10.31.2005

In-person Interview, With a Little Something Extra...

First of all, I would like to thank all of you who put suggestions for me in the comments or e-mailed them to me. I loved all of them. The one that I chose, however, was from Caila who wrote:

"Jeff, put a couple jellybeans in your buttcrack. or just right into your butt."

This idea was just the kind of thing I was looking for. Something that would be completely unnoticeable to my interviewers, but that would most certainly lose me the job if they knew. I was basically looking for something where I could use the phrase "none the wiser."

Well, the sad part is that I forgot to buy jellybeans and I woke up too late this morning to go and get them. So instead, I went to my corporate-ish job interview looking quite professional, wearing my dark olive shirt with a deep red tie, dress pants and my one pair of church shoes*.

Oh, and a Walgreen's brand multivitamin up my ass.

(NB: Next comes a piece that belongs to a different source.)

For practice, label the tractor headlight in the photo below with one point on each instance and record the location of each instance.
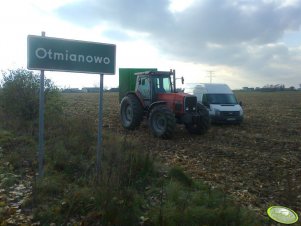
(217, 112)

I think I may have gotten the job.

I chose a multivitamin because I figured that it couldn't harm me (although the bottle does recommend taking it with a full glass of water, which I just didn't have time to engineer in this situation.) And on the plus side, who knows? Maybe during the interview I would receive a jolt of vitamin C**!

It wasn't noticeable (to me, I mean -- I'm SURE it wasn't noticeable to them) but every once in a while I would remember it was there and suddenly whatever he was telling me about Medicaid reporting issues would become very, very amusing.

I like to believe that they were thinking, "Boy, what a happy guy. He really seems to like computer programming. It seems that he is so interested in our company, he could just laugh!"

This was all for you, my bloggees. I struck a blow for silliness in the face of big business (and possibly colon health) at the same time in your name. You're welcome.

*I don't go to church or anything, but that's my point of reference for dressy, uncomfortable shoes.
**Couldn't tell if this happened to me or not.

2 comments:

Anonymous said...

I am very proud of both of us--I mean it.
So what is my prize for winning the contest? Don't offer me the vitamin, please. I have vitamins of my own.

Amy Pacheco said...

i heart you jeff mac. purely for the fact that you were silly enough to do this. and you look so...normal.